The one week we stayed in your home was very exciting, fun, happy and also with a touch of sadness. Sadness because it also pains me to see that you're living alone with nobody to take care of your needs like morning breakfast and simple things but I guess that what makes you stronger, as long as you find solemnity and peace in your place, I'll always be happy for you.


The short time we spent together is almost endless to me, you are not just a brother but also a good friend. My family and I will always treasure all the times we spent together.

I wish I could answer all the questions we always ask regarding our family but I guess some things are better off if we just let it be. Always remember that no matter what they say, you are my brother and I'm so damn proud of it! Nobody can change that and I thank God for making you my brother. Please take care of your health always, choose well your friends, and be strong as always.




Lovely isn't it.

Wednesday, July 7

The Flower


The Flower is currently my fave book since I acquired a copy last winter break. It tells the story of Brigg, who works in a library, accidentally finding a book about flowers. It is a non-existent thing for him and for the rest of the people in the city. He is so fascinated with the book that for some twist of faith, found some seeds and planted them. Thus the start of a new, bright place to live.

The story is written to remind us as to what could happen in the future. As one of my students commented, "It's a very sad story.". Yes, and indeed true. The illustrations by Lisa Evans are dramatic and very appealing. She is a talented artist and each page evokes the emotions and feelings most likely wanted by the author John Light to express.

I have heard about a safe shelter built for flower seeds and things from nature. The world is getting ready for some changes. It is saddening to know that most will be lost and even with our tremendous work of future preservation and conservation, the change is inevitable.


The beauty of yesteryears could be maintained if we do our contribution. It need not be big, for little deeds put together is a heap.

Thursday, July 1

Not Funny


I was reading a book to my students when suddenly two of the girls started giggling. I stopped as I was reading a serious part of the story where the girl was crying and telling her grand mom about the situation. I asked the girls the reason for the giggling and they said, "The story is sad but your face is funny."

I was in a play many years ago and I enjoyed that moment of my life where I get to play multiple roles and be seen by my students and people I work with. It was a blast afterwards. I walked around the school campus and everyone would just remarked, "Great job! You were so funny!"

I met a person years ago and he enjoys my company so much not because of the wisdom I could impart but because I give him the most funny faces ever as answer to his illogical remarks and observations. I remember him asking me to do the face over and over again. "Please do it, you look so funny!"


I could have been a clown, working in a circus and surrounded by many people.
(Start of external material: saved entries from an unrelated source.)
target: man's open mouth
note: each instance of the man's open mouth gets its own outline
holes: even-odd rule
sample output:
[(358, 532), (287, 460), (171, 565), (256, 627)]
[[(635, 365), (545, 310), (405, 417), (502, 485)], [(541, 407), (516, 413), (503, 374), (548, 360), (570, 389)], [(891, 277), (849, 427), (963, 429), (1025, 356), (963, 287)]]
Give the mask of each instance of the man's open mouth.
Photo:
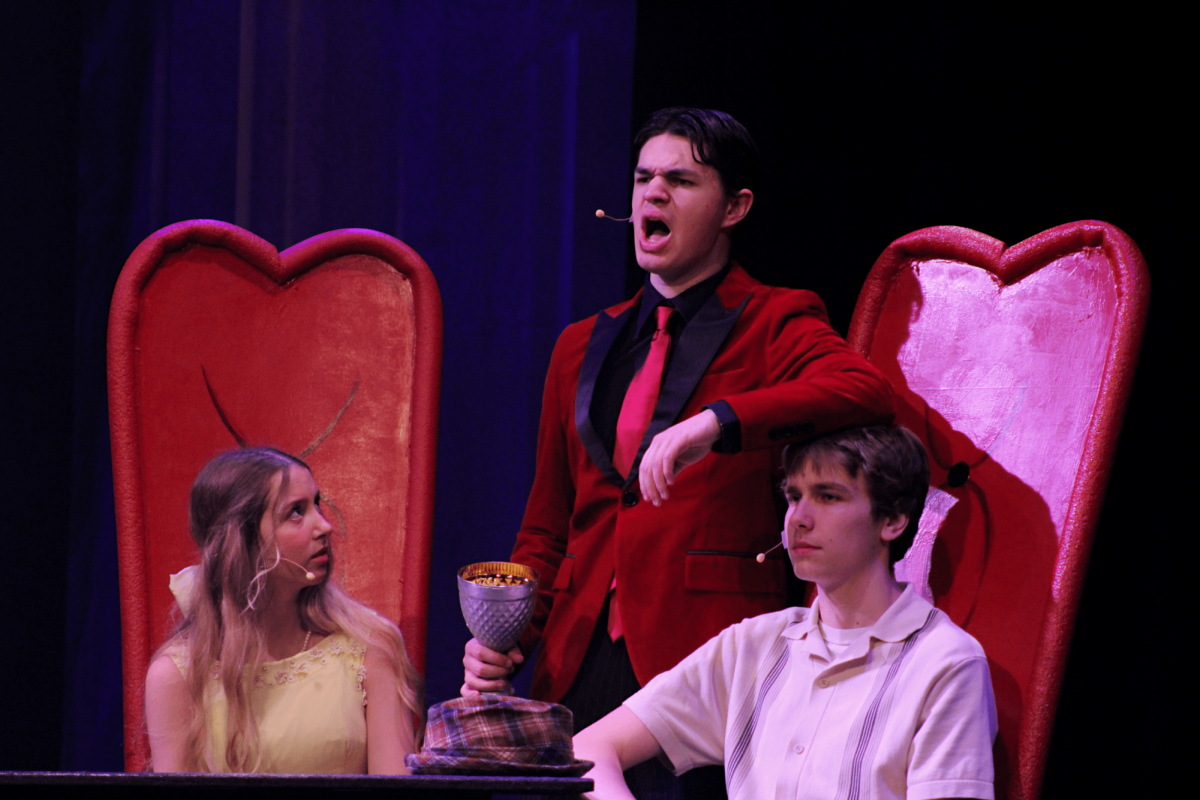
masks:
[(671, 233), (671, 228), (661, 219), (648, 219), (642, 223), (642, 229), (645, 231), (647, 239), (652, 239), (655, 236), (668, 236)]

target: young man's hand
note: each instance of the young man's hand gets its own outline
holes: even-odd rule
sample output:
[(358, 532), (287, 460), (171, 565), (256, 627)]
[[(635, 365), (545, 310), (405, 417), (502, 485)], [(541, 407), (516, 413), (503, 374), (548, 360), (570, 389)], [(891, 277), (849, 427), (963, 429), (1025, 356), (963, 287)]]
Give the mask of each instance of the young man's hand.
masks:
[(638, 467), (642, 498), (661, 505), (670, 496), (675, 477), (711, 453), (720, 438), (717, 415), (707, 408), (655, 436)]
[(507, 654), (497, 653), (484, 647), (478, 639), (467, 642), (463, 648), (463, 685), (459, 692), (463, 697), (472, 697), (480, 692), (512, 694), (512, 675), (518, 664), (525, 663), (525, 656), (514, 647)]

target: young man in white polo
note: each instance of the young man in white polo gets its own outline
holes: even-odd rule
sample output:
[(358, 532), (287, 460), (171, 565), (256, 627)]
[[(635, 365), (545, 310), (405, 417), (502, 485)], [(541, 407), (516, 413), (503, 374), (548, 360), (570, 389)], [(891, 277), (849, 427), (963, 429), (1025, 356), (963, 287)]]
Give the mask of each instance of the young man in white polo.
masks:
[(892, 567), (929, 484), (900, 427), (838, 431), (784, 454), (784, 544), (812, 608), (726, 628), (575, 737), (596, 798), (622, 770), (724, 764), (729, 797), (993, 797), (996, 709), (983, 649)]

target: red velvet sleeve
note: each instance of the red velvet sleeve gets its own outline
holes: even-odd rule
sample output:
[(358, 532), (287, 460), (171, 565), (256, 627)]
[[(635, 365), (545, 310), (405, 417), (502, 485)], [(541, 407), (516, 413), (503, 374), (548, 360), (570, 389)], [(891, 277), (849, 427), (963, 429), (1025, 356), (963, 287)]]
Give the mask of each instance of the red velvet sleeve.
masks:
[(767, 307), (758, 318), (767, 326), (761, 332), (765, 339), (741, 338), (744, 346), (766, 347), (764, 385), (723, 398), (741, 423), (742, 449), (891, 422), (891, 384), (830, 327), (821, 298), (807, 291), (767, 291)]

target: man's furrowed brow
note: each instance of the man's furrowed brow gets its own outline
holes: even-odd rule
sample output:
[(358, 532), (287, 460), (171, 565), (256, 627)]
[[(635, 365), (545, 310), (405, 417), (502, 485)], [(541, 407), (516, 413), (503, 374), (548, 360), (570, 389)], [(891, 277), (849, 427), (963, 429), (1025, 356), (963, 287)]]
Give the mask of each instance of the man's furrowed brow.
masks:
[[(635, 175), (655, 175), (658, 173), (658, 171), (653, 170), (650, 167), (638, 167), (637, 169), (635, 169), (633, 171), (633, 173)], [(694, 169), (679, 168), (679, 169), (668, 169), (668, 170), (663, 171), (661, 174), (667, 180), (678, 180), (680, 178), (688, 178), (689, 180), (694, 180), (700, 175), (700, 172), (698, 170), (694, 170)]]

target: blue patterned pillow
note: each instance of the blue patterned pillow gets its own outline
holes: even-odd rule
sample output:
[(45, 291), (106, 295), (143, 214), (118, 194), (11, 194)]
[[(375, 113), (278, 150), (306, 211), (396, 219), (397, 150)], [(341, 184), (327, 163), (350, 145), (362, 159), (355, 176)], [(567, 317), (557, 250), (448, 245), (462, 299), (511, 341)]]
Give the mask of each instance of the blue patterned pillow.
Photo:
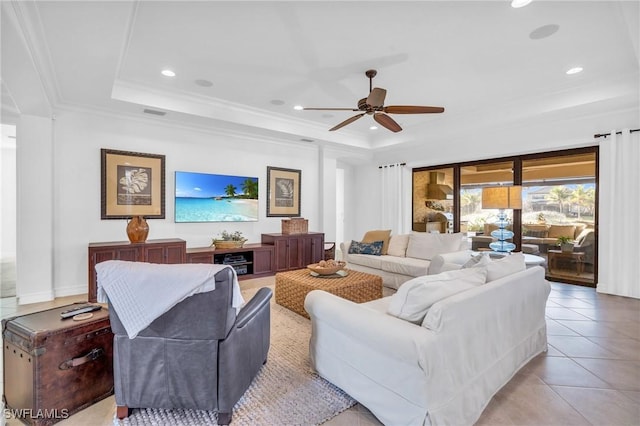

I could have been an entertainer or a comedian in a cafe bar because of my wit and sense of humour. I could be an emcee because of my quick remarks and banters.


My life is not a carnival of events. It is a facade. I may be puckered up and painted with a giant smile on my face but I am always hurting inside. Just like a comedian who has the knack to make people laugh, I am but a simple person whose dark moments shine during quiet times. I am also beset with worries. Just like the emcee whose life is probably filled with excitement and news, I am but a print whose relevance is only at the moment.

Despite the funny face I can muster, I am the complete opposite when I am alone. I cry watching movies when I hear words of wisdom about family, about friendships, and about love. I simply dismiss togetherness seen when I spend dinner time at food courts. I walk without stop when I visit markets passing groups of friends or people being together. I choose to stay home rather than socialize because I am tired to share.


I lost something along the way. I long for something I don't have or had missed. I am born different. I am a paradox and a master of disguise. Simply put, the things in my life are not fun and not funny at all.